ロマンあるインド武器についてざっくりメモ。
カタール(ジャマダハル)
インドのシク教徒が用いていた、特殊な形状をしたダガーナイフ。
ハンドルを握る事で刃が拳と同じ向きを向く事になるので、突き攻撃の威力に極めて特化している。刃の付き方には構造的な不安を覚えるが、実際はそうでもないらしい(「刀剣の鉄人」ではアメリカの武器職人がカタールを作る際に鋼を割いて刃部分と一体化した両サイド部分を作っていたが、あのような製造法ではないと思う)。
ハンドルが接合されている左右のバー部分は、拳側面と密着する事で武器の左右ブレを防ぐと同時に、簡易なナックルガードとしても機能する。
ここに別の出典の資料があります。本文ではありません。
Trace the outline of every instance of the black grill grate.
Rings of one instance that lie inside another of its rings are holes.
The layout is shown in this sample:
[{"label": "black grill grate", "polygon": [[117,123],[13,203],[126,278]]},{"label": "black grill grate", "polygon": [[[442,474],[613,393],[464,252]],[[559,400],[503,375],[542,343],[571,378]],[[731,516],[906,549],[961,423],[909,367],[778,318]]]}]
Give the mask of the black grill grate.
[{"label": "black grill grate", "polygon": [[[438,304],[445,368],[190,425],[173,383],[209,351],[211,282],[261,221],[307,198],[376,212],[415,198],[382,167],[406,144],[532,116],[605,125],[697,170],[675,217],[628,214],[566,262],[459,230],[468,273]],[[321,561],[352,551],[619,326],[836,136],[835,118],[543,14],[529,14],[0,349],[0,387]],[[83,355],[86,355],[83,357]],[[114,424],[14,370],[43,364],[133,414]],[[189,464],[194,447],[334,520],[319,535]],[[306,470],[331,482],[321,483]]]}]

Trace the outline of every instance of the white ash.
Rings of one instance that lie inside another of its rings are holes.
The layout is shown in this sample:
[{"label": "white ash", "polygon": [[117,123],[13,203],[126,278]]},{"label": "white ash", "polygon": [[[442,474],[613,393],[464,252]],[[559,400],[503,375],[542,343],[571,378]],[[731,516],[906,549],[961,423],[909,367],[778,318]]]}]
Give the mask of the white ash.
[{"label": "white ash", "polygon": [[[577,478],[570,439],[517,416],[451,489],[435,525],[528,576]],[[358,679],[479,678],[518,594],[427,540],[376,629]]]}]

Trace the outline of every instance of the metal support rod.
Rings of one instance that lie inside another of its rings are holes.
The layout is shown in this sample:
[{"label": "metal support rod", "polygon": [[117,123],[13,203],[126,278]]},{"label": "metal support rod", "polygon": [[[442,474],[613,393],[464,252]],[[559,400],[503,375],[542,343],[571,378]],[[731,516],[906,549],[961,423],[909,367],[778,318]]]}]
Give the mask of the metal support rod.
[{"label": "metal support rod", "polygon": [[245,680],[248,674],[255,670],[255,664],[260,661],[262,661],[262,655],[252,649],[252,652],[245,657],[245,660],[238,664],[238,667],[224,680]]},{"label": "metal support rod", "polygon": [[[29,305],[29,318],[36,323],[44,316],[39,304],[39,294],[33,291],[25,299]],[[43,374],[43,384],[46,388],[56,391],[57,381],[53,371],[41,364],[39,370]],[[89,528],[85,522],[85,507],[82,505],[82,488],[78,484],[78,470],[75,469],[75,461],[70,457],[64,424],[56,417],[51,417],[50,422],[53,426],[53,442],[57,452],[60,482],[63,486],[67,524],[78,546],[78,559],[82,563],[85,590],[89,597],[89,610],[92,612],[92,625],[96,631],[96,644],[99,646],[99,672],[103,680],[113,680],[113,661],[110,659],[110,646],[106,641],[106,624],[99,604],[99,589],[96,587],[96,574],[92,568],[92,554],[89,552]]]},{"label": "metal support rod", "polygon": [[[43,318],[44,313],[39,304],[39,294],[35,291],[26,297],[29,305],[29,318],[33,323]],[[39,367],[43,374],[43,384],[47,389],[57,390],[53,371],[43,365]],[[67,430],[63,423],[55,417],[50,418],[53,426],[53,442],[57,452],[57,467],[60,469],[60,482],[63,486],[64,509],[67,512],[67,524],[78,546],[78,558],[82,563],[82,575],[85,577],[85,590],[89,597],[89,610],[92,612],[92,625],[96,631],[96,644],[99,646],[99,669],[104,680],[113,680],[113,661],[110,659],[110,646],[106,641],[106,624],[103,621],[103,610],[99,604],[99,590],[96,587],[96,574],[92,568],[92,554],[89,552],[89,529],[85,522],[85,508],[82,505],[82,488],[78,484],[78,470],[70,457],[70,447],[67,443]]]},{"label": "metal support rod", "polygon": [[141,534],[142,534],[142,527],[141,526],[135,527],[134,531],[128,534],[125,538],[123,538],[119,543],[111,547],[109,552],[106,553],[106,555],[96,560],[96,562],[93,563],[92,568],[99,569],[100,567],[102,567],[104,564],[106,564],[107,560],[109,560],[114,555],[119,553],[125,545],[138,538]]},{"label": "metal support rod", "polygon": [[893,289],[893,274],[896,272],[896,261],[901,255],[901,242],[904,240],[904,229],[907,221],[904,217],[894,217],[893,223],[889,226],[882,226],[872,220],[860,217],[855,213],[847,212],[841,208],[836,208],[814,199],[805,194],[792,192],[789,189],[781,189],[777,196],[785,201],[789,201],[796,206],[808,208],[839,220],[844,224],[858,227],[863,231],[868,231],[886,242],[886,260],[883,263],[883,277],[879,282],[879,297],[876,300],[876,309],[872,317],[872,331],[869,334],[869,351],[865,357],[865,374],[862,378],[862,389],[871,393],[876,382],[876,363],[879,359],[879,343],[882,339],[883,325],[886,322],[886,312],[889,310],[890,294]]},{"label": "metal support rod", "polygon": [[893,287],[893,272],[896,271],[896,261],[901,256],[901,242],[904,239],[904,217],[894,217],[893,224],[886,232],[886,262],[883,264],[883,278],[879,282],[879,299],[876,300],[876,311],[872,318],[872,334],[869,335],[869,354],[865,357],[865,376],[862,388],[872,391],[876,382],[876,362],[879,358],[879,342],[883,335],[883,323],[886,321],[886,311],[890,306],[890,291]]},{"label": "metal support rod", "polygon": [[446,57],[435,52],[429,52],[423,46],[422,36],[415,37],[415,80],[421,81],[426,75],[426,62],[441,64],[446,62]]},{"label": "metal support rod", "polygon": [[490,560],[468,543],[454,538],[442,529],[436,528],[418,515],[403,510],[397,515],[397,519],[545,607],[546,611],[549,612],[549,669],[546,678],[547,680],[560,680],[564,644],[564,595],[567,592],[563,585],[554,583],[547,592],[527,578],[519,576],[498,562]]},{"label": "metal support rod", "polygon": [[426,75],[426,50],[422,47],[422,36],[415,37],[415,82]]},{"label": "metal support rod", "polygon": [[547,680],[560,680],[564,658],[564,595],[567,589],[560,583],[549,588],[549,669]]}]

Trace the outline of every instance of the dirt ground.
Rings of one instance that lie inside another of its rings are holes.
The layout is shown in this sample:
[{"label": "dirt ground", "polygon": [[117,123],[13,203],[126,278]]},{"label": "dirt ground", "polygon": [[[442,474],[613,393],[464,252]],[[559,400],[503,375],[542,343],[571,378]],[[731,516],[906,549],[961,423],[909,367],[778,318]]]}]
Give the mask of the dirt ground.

横から見ると、どれも刃の先端部分に厚みがある。重心を前に持っていく事で刺突時の先端ブレを減らす目的か、刃先端の強度を高める為か、刃先端以外に樋の役目をもたせて体内から抜きやすくする為かと思われる。
カタールには刃が二本、三本と付いているものがある(下)。
ナックルガードが追加されたものもある(下)。
更にガントレットのようになっているものがパタである(下)。
ハンドルは基本的に2本。これが1本だと握った際にカタールが回転してしまう形でモーメントが働いてしまうので自然な設計だと思われる。ハンドルは単なる棒を通しただけのシンプルなタイプと、丸みを帯びた装飾性の高いタイプがある(下)。
一方のカタールをもう一方のカタールに挿入して一つにまとめる事ができる可搬性の高いタイプがある(下)。
鞘にポケットがあり日本刀における小柄や笄に類するものを入れておくタイプがある(下)。身分の高い戦士階級の装備品と思われる。
シク教徒においては、これを両手に装備して一人で虎を狩る事で一人前とされていた。インド寺院のレリーフには虎が描かれている事が多いが、よく見ると脇に立つ人物がカタールを腹に突き立てていたりする。
カタールはその形状から、突きによって手首を痛めたり、先端の力がそれて弾かれるようなリスクが非常に低く、突進してくる大型獣には非常に相性が良い。
ハンドルを握ると刃先が開くシザータイプのカタールも存在するが、イギリス植民地時代に土産物用として開発されたものとされる(下)。